Idealnya tugas-tugas sebagai orang tua dalam pola pengasuhan porsinya adalah seimbang baik untuk Ayah ataupun Bunda, karena peran dan kehadiran Ayah dalam pengasuhan memiliki dampak yang penting untuk perkembangan si Kecil. Menurut The Mommy Short Guide to Remarkably Average Parenting, apa yang ditawarkan oleh Ayah dan Bunda adalah dua hal yang saling melengkapi dan tidak dapat digantikan oleh satu pihak saja karena karakter dan kualitas cinta kasih Ayah berbeda dengan Bunda. Dengan demikian, perkembangan dasar si Kecil tidak dapat 100% dibebankan pada Bunda.
Gaya berkomunikasi dan cara interaksi Ayah berbeda dengan cara Bunda. Umumnya, Ayah fokus memberikan pengalaman yang lebih luas dan membangun hubungan interaksi yang penting bagi perkembangan anak. Sementara itu, Bunda hadir dengan kasih sayang tanpa syaratnya yang terkadang diimbangi oleh sikap tegas dan tertata. Tidak hanya itu saja, kehadiran orang tua akan menjadi sosok yang senantiasa dijadikan panutan si kecil sepanjang proses tumbuh kembangnya.
Peranan Ayah dan Bunda di dalam rumah seharusnya selalu dihadirkan seimbang karena kedua orang tua memegang peran penting dalam membentuk jati diri si Kecil. Namun sayangnya, dengan banyaknya gender stereotype yang sudah diyakini turun temurun di masyarakat mengenai bagaimana laki-laki dan perempuan harus berperan dan berperilaku, munculah beragam bias mengenai ketidaksetaraan ini termasuk urusan peran wanita di dalam rumah. Seperti misalnya: lelaki didaulat sebagai pencari nafkah karena dirasa lebih gigih dan kuat sehingga memegang peranan di luar rumah. Sementara itu, wanita yang dianggap lebih lembut dan perasa, lebih tepat diposisikan di rumah sebagai pemelihara rumah tangga beserta anak-anak.

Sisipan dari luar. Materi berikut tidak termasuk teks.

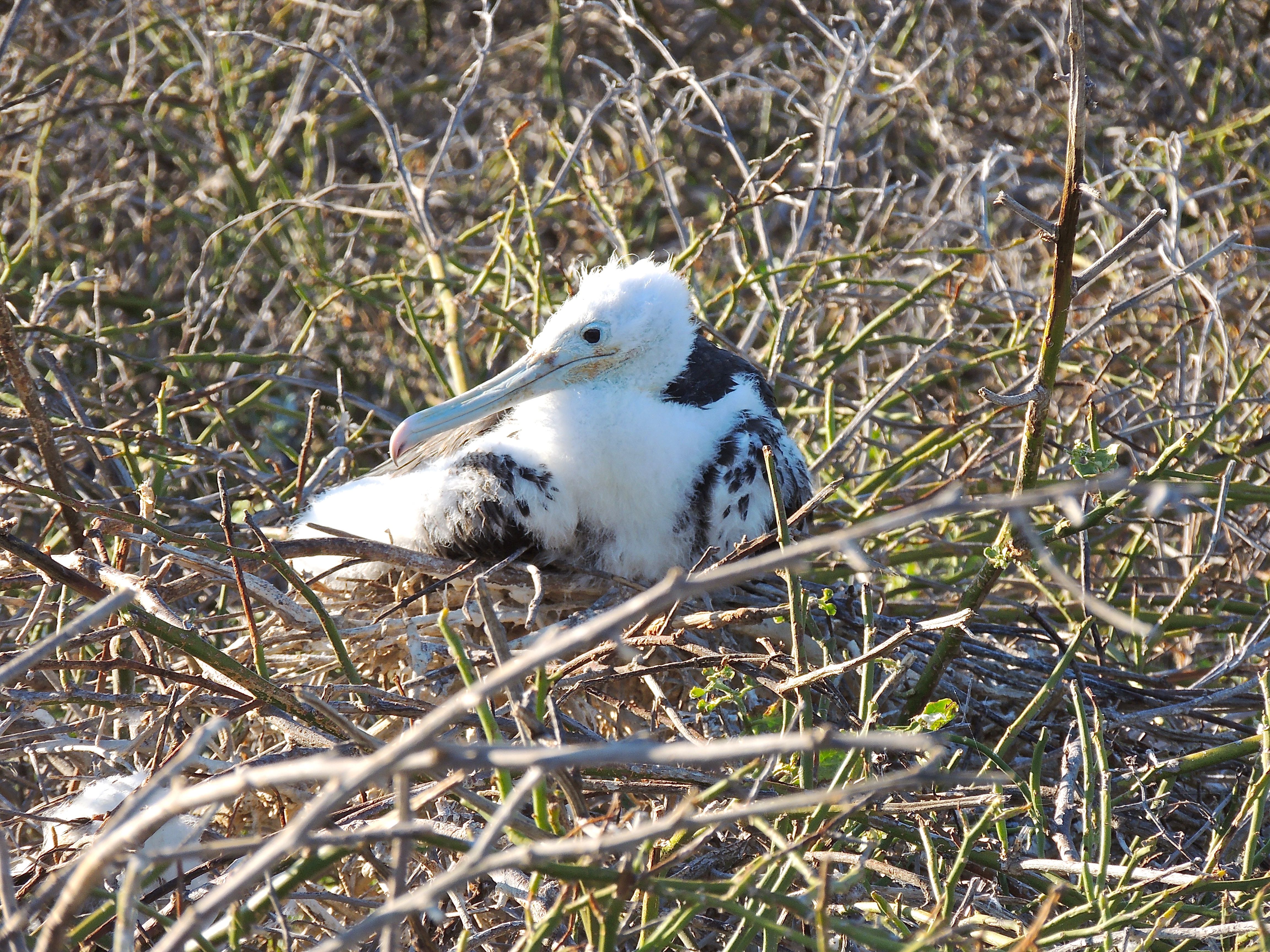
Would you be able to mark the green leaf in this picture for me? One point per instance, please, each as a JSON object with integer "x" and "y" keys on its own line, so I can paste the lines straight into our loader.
{"x": 938, "y": 714}
{"x": 1093, "y": 463}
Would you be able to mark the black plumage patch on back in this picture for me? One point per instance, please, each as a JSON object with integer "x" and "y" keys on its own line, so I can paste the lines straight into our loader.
{"x": 712, "y": 375}
{"x": 496, "y": 527}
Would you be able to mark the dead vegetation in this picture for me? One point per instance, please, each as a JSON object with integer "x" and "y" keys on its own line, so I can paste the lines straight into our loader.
{"x": 242, "y": 240}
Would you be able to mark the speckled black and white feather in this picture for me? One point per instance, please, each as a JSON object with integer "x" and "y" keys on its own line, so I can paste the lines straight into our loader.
{"x": 637, "y": 464}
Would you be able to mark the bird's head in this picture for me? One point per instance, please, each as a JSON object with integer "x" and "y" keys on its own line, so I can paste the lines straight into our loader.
{"x": 629, "y": 325}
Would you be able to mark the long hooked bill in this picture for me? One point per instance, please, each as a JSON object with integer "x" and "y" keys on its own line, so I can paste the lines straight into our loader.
{"x": 529, "y": 377}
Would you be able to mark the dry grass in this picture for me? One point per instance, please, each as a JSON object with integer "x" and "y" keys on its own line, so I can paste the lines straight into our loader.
{"x": 204, "y": 225}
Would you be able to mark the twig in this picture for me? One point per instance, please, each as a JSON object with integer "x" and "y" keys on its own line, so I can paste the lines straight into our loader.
{"x": 1029, "y": 397}
{"x": 40, "y": 427}
{"x": 262, "y": 666}
{"x": 41, "y": 650}
{"x": 1051, "y": 352}
{"x": 1047, "y": 228}
{"x": 303, "y": 463}
{"x": 1119, "y": 249}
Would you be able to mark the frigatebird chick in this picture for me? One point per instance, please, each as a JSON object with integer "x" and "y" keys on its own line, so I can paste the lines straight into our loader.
{"x": 623, "y": 441}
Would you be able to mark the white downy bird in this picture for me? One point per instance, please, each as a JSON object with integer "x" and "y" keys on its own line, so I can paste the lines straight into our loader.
{"x": 623, "y": 440}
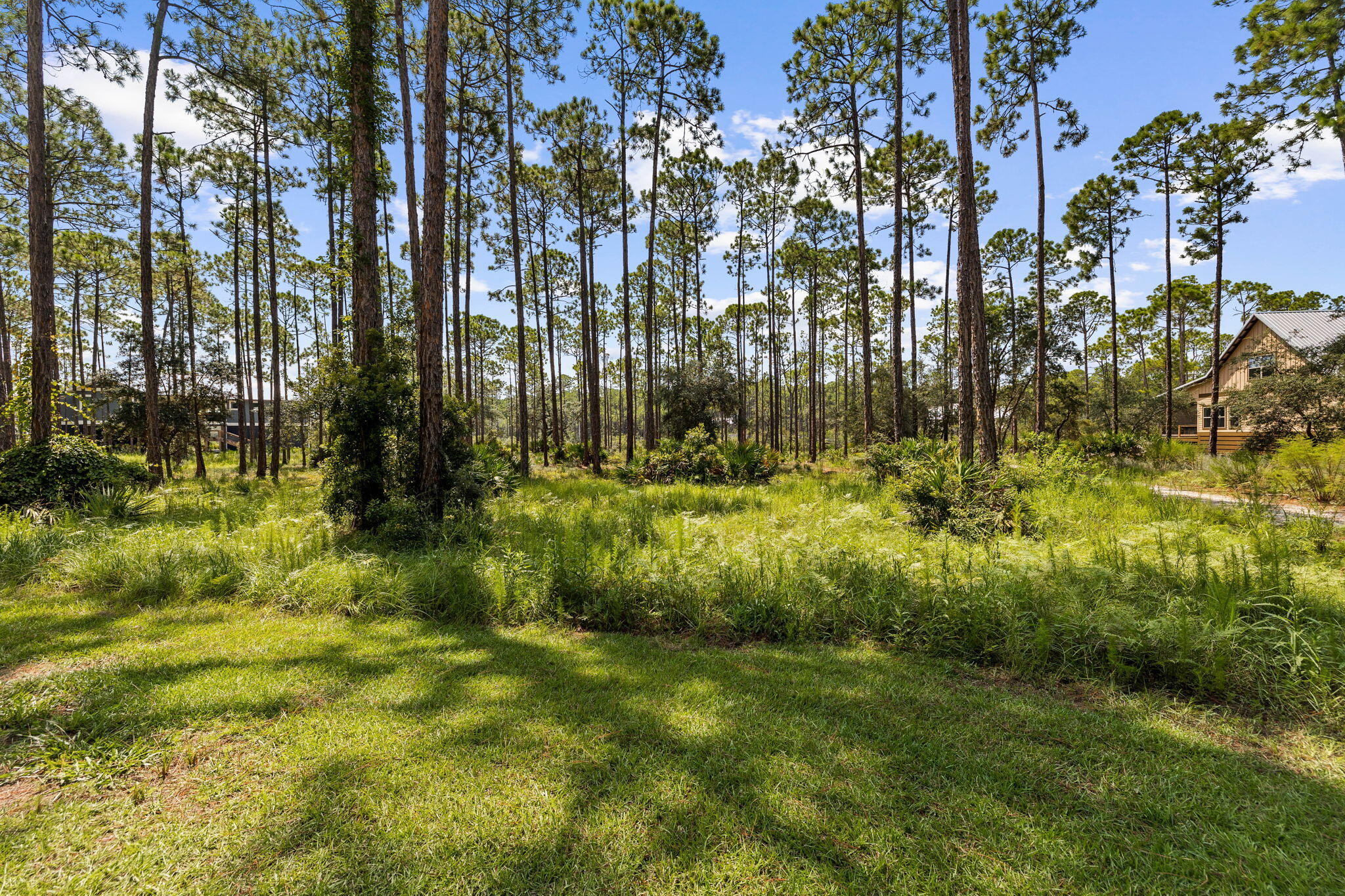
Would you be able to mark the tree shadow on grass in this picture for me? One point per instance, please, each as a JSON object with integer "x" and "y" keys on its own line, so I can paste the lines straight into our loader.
{"x": 428, "y": 758}
{"x": 772, "y": 770}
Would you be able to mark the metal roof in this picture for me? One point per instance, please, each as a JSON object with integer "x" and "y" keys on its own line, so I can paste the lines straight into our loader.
{"x": 1305, "y": 331}
{"x": 1301, "y": 331}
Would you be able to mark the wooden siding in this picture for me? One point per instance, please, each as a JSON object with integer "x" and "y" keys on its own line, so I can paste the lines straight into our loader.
{"x": 1232, "y": 378}
{"x": 1229, "y": 441}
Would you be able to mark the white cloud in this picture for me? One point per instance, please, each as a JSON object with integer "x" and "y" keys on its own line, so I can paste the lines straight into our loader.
{"x": 1156, "y": 250}
{"x": 757, "y": 129}
{"x": 722, "y": 241}
{"x": 1324, "y": 164}
{"x": 123, "y": 106}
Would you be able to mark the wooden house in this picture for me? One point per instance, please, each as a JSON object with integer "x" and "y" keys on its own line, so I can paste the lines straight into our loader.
{"x": 1269, "y": 341}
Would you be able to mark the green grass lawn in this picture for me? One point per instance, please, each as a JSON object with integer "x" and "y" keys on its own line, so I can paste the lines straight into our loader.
{"x": 221, "y": 748}
{"x": 592, "y": 688}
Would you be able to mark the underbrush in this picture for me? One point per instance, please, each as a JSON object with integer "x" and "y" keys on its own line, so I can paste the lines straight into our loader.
{"x": 1111, "y": 582}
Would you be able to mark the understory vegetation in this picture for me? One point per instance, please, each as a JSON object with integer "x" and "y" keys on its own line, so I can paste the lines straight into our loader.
{"x": 1106, "y": 582}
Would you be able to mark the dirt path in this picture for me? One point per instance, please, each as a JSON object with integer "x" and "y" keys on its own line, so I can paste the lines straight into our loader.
{"x": 1279, "y": 509}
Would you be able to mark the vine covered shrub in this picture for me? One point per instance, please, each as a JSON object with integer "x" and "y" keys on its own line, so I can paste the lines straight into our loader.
{"x": 369, "y": 473}
{"x": 697, "y": 458}
{"x": 62, "y": 471}
{"x": 963, "y": 499}
{"x": 887, "y": 461}
{"x": 1312, "y": 472}
{"x": 1047, "y": 461}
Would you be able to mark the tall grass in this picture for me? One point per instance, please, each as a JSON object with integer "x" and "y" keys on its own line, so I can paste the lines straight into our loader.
{"x": 1118, "y": 585}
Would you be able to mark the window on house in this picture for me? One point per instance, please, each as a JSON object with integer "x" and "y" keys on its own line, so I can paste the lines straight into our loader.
{"x": 1259, "y": 366}
{"x": 1207, "y": 416}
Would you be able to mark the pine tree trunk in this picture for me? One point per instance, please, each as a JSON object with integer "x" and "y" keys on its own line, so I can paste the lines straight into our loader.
{"x": 1115, "y": 359}
{"x": 516, "y": 246}
{"x": 1168, "y": 296}
{"x": 154, "y": 450}
{"x": 430, "y": 295}
{"x": 970, "y": 296}
{"x": 273, "y": 297}
{"x": 409, "y": 146}
{"x": 899, "y": 128}
{"x": 366, "y": 309}
{"x": 650, "y": 299}
{"x": 1039, "y": 421}
{"x": 865, "y": 324}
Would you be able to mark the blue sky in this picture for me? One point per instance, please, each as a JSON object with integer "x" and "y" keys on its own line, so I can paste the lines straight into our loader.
{"x": 1139, "y": 58}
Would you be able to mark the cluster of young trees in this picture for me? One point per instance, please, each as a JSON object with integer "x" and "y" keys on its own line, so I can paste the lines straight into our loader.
{"x": 366, "y": 106}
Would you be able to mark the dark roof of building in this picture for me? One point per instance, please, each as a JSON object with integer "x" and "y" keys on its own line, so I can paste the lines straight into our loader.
{"x": 1301, "y": 331}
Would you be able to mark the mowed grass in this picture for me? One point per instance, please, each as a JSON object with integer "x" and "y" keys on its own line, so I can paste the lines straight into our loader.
{"x": 218, "y": 748}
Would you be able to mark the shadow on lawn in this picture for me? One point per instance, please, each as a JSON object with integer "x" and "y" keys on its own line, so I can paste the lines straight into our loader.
{"x": 839, "y": 774}
{"x": 759, "y": 770}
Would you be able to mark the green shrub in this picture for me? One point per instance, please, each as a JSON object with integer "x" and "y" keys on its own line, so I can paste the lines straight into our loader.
{"x": 494, "y": 469}
{"x": 698, "y": 458}
{"x": 1312, "y": 472}
{"x": 965, "y": 499}
{"x": 62, "y": 472}
{"x": 891, "y": 459}
{"x": 118, "y": 503}
{"x": 1113, "y": 445}
{"x": 1169, "y": 454}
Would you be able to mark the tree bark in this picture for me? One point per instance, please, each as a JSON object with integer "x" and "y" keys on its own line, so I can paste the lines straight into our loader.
{"x": 154, "y": 450}
{"x": 409, "y": 144}
{"x": 514, "y": 241}
{"x": 430, "y": 295}
{"x": 366, "y": 309}
{"x": 1039, "y": 422}
{"x": 970, "y": 296}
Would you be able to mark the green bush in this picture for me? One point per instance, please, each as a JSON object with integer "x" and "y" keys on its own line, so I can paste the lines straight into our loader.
{"x": 699, "y": 459}
{"x": 494, "y": 469}
{"x": 1047, "y": 461}
{"x": 1243, "y": 472}
{"x": 62, "y": 472}
{"x": 1169, "y": 454}
{"x": 1113, "y": 445}
{"x": 965, "y": 499}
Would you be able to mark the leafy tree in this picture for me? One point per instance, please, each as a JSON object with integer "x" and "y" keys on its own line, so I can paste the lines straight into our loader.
{"x": 698, "y": 395}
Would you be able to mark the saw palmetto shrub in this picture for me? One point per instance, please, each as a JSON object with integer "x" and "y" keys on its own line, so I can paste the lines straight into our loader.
{"x": 701, "y": 459}
{"x": 61, "y": 472}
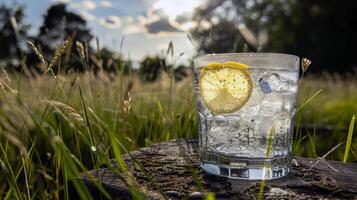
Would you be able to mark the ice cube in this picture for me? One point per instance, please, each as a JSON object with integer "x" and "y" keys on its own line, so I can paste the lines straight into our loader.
{"x": 271, "y": 104}
{"x": 289, "y": 86}
{"x": 270, "y": 82}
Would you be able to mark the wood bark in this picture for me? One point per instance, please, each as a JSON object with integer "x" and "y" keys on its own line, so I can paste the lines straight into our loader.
{"x": 171, "y": 170}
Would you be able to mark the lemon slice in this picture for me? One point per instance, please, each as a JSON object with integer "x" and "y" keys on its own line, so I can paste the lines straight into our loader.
{"x": 225, "y": 87}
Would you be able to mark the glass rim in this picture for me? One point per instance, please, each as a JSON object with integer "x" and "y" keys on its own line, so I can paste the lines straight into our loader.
{"x": 278, "y": 57}
{"x": 247, "y": 54}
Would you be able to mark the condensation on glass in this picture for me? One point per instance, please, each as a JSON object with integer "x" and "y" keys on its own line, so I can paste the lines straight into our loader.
{"x": 235, "y": 144}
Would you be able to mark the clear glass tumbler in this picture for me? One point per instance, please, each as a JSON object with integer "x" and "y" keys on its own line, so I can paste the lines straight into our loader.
{"x": 246, "y": 103}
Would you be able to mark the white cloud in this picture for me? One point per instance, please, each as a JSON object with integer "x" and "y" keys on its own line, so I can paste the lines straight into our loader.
{"x": 86, "y": 15}
{"x": 85, "y": 5}
{"x": 62, "y": 1}
{"x": 110, "y": 22}
{"x": 174, "y": 8}
{"x": 132, "y": 29}
{"x": 105, "y": 3}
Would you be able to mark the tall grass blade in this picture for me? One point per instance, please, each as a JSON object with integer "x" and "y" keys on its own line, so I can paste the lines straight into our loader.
{"x": 308, "y": 100}
{"x": 349, "y": 139}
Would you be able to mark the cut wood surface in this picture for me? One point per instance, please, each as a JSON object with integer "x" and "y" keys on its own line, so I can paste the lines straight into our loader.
{"x": 171, "y": 171}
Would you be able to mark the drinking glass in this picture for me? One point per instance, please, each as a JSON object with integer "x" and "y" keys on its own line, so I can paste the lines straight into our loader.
{"x": 246, "y": 104}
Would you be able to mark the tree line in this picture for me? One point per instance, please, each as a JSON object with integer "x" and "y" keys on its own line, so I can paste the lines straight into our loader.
{"x": 20, "y": 49}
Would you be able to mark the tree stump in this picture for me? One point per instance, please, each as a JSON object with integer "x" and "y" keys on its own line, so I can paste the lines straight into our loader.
{"x": 172, "y": 171}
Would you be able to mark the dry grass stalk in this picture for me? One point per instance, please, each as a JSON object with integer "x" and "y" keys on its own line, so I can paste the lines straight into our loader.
{"x": 71, "y": 112}
{"x": 80, "y": 49}
{"x": 6, "y": 88}
{"x": 38, "y": 53}
{"x": 59, "y": 51}
{"x": 127, "y": 103}
{"x": 305, "y": 63}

Stereotype tersebut kemudian melahirkan ekspektasi-ekspektasi dari lingkungan baik untuk laki-laki dan perempuan dan ketika berjalan lancar, segala bentuk pujian akan dihadirkan dan juga sebaliknya, ketika tidak berjalan semestinya, bentuk tekanan dari sosial pun akan dibebankan ke masing-masing peran. Sekarang adalah saatnya Ayah dan Bunda ikut serta menggeser segenap paradigma yang sudah terlalu banyak dipercaya dan beredar di berbagai generasi. Ingatlah, bahwa si Kecil membutuhkan dua peran. Bukan hanya Bunda dan bukan hanya Ayah. Mari kita batalkan budaya, stereotype serta ekspektasi yang timbul khususnya dalam pengasuhan yang memberatkan salah satunya saja.
Hal ini juga dapat memperkuat ikatan keluarga secara keseluruhan. Maka dari itu buatlah daftar. Bekerja sama untuk menuliskan semua tugas pengasuhan anak. Setelah Anda menuliskan semuanya, putuskan siapa yang paling banyak menanggung beban untuk setiap tugas. Misalnya pilih yang paling sering mengambil alih tugas popok, menyusui, menemani belajar, menemani bermain, hingga perihal domestik rumah. Ciptakan keseimbangan agar salah satu pihak tidak merasa terbebani. Jangan lupa ya Ayah dan Bunda, menjadi orang tua adalah tugas berdua!
Sumber :
Parenting Module (Rumah Anak SIGAP, Tanoto Foundation)
Willes, Ilana. The Mommy Short Guide to Remarkably Average Parenting
https://www.inovanewsroom.org/expert-commentary/2019/06/stress-management-for-dads-how-your-mental-health-impacts-your-kids/
https://www.cope.org.au/family-community/fathers-partners/managing-stress-dad/
baca: https://www.kompas.com/parapuan/read/532794984/kata-psikolog-soal-pentingnya-peran-ayah-dalam-kehidupan-anak.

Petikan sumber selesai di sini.